Virginia Gov. Ralph Northam signed a bill (HB 1965) in March that directed the board to adopt the regulations.

“Adoption of the Advanced Clean Cars regulation is a historic step in Virginia’s efforts to address air pollution and reduce harmful emissions associated with our transportation network,” said Michael Dowd, director of the Virginia Department of Environmental Quality Air’s Renewable Energy Division.

Under the LEV standard, manufacturers doing business in Virginia must meet California’s exhaust emission standards starting with model year 2025 for passenger cars, light-duty trucks and medium-duty vehicles. The ZEV standard, which is based on a system of compliance credits, requires manufacturers to achieve a certain number of ZEV sales for the same vehicle categories and model years as the LEV standard.

Manufacturers must produce ZEVs and plug-in hybrids that will receive credits based on driving range. Included in the authorizing legislation is a requirement that the board allow manufacturers to establish a Virginia-specific account for ZEV credits that can be traded or sold. The Virginia-specific credits also may be used to meet up to 18% of the manufacturer’s program requirements in any given year.
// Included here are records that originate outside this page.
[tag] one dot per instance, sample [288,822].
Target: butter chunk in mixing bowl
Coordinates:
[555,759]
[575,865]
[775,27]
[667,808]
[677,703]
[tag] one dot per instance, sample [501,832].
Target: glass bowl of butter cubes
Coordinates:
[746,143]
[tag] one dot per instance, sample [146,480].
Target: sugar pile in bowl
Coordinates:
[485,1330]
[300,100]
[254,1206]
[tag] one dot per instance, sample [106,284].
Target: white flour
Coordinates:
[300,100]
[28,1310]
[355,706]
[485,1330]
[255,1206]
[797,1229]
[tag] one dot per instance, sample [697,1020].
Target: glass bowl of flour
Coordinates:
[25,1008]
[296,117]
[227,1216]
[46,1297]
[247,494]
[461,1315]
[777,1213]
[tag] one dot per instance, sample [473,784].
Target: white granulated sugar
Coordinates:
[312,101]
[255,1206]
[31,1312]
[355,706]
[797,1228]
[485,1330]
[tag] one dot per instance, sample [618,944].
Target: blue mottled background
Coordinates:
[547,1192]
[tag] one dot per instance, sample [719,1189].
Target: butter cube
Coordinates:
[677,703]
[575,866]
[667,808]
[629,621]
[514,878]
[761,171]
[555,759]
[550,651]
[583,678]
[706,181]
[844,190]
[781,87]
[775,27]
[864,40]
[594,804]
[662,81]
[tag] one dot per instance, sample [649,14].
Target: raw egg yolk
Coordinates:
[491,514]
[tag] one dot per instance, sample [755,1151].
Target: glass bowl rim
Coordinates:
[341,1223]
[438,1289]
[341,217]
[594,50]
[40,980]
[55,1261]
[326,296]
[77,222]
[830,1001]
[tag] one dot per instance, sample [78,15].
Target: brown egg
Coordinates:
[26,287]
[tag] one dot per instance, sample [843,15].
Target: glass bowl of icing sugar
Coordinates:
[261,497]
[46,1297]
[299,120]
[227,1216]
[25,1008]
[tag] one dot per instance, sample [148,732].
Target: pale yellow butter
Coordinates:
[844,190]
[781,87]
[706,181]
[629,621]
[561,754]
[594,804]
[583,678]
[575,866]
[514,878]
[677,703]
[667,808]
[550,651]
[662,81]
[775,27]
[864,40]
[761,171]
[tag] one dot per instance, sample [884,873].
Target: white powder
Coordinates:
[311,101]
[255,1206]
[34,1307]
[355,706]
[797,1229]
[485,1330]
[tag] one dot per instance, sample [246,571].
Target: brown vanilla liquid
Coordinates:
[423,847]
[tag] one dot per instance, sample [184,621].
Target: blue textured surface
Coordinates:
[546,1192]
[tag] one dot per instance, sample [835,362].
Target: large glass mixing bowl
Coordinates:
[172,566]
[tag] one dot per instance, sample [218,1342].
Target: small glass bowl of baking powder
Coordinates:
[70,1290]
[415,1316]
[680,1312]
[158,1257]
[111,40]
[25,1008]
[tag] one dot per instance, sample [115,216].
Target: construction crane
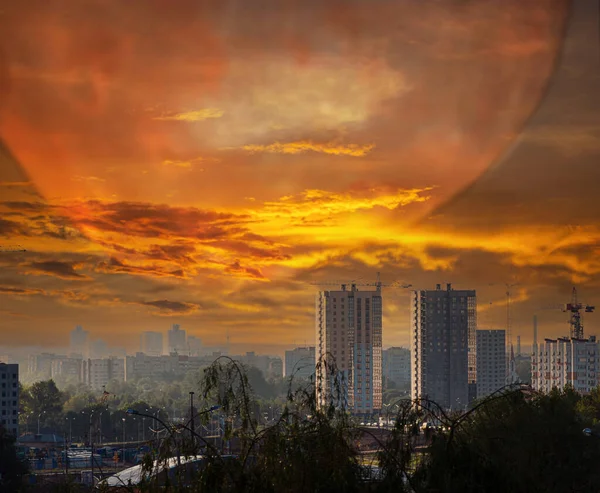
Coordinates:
[353,283]
[12,249]
[574,308]
[508,314]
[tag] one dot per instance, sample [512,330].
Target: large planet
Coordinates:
[216,104]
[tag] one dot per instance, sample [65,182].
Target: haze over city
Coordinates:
[290,156]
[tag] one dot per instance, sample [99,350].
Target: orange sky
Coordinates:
[202,162]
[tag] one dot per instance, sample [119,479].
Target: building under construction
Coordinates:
[348,348]
[444,346]
[564,361]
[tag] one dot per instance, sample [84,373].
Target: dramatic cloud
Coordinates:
[237,155]
[354,150]
[169,308]
[192,116]
[63,270]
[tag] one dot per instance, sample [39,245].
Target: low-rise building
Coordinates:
[98,372]
[565,361]
[300,363]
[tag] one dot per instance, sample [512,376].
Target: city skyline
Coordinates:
[138,212]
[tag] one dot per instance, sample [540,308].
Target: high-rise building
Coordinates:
[565,361]
[444,346]
[79,341]
[396,366]
[300,363]
[67,369]
[491,361]
[349,327]
[9,400]
[98,349]
[176,340]
[194,346]
[151,343]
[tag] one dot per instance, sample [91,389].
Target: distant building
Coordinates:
[98,372]
[151,343]
[491,361]
[396,366]
[194,345]
[176,340]
[300,362]
[9,401]
[98,349]
[67,368]
[444,346]
[158,367]
[275,368]
[79,341]
[565,361]
[348,338]
[41,364]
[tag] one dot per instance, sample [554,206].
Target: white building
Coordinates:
[151,343]
[176,340]
[396,366]
[79,341]
[300,363]
[98,372]
[565,361]
[9,400]
[194,346]
[444,346]
[491,361]
[348,331]
[67,368]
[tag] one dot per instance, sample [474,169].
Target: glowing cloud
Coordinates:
[192,116]
[305,146]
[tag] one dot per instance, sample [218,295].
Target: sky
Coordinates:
[206,163]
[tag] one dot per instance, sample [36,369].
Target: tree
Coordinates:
[515,442]
[43,401]
[11,468]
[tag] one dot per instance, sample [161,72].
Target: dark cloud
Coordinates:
[237,269]
[159,221]
[115,266]
[8,228]
[166,307]
[63,270]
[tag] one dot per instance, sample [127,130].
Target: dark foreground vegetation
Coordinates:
[514,441]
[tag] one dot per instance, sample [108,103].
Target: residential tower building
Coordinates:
[444,346]
[491,361]
[348,348]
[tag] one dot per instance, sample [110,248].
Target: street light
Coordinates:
[123,443]
[70,420]
[39,415]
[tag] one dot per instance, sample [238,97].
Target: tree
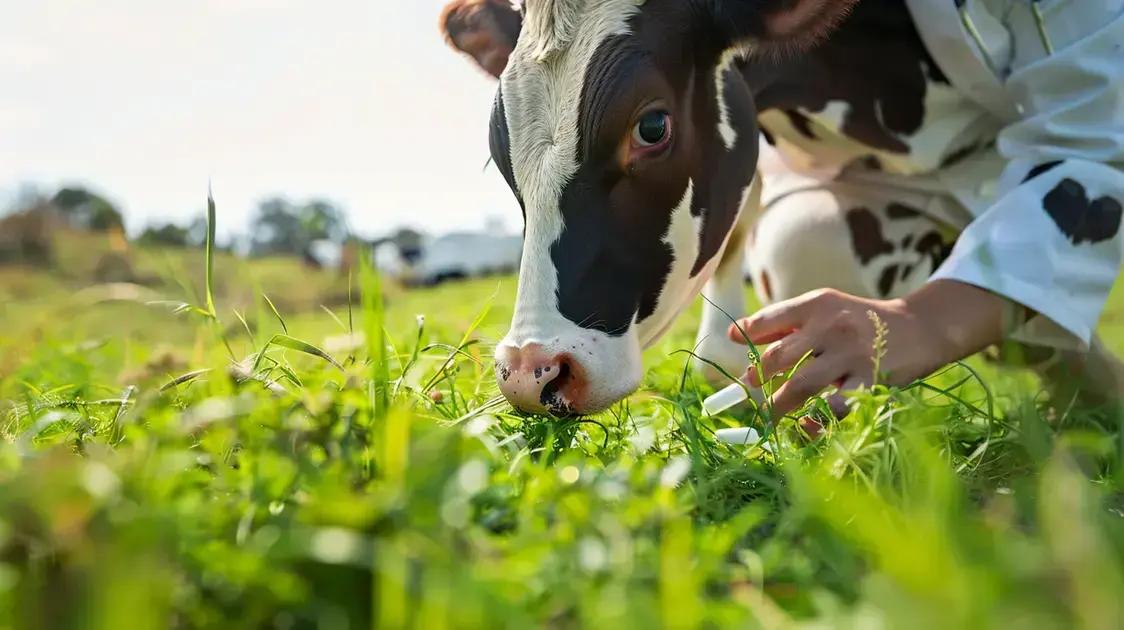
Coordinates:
[168,235]
[87,210]
[282,227]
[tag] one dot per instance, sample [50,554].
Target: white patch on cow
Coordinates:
[542,99]
[725,296]
[726,129]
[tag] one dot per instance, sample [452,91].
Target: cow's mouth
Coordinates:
[552,397]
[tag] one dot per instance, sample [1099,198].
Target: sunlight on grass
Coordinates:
[261,462]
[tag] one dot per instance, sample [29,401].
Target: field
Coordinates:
[356,468]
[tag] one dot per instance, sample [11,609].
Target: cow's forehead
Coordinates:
[543,84]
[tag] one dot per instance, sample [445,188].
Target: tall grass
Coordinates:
[282,485]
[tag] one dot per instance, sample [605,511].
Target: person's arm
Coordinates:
[1036,267]
[834,335]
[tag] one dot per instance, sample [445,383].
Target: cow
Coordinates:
[628,133]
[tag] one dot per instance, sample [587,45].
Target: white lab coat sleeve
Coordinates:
[1052,240]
A proposal by the California Air Resources Board (CARB) would allow manufacturers to transfer their ZEV credits among states as part of the Advanced Clean Cars II regulation under development. Interstate credit transfers would be allowed for model years 2026-2030. (See CARB Plan Would Allow Interstate Transfer of ZEV Credits.)

Speaking at the Dec. 2 meeting, Walton Shepherd, Virginia policy director with National Resources Defense Council, said the board’s vote would be “one of the most beneficial clean air actions” it has ever taken.

The benefits would not end with clean air, he said, adding that transportation fueling dollars will stay in state when consumers charge their EVs with Virginia-produced electricity.

“Around 2025 is when your average electric vehicle will cost the same as an internal combustion car,” he said. “In 2025 and beyond … it would literally be irrational to buy a gas-powered car because you will lose money every time you fuel your car with gas.”

Virginia joins 15 other states that have already adopted the Advanced Clean Cars regulation, according to CARB. The standards in Virginia will go into effect in January 2024.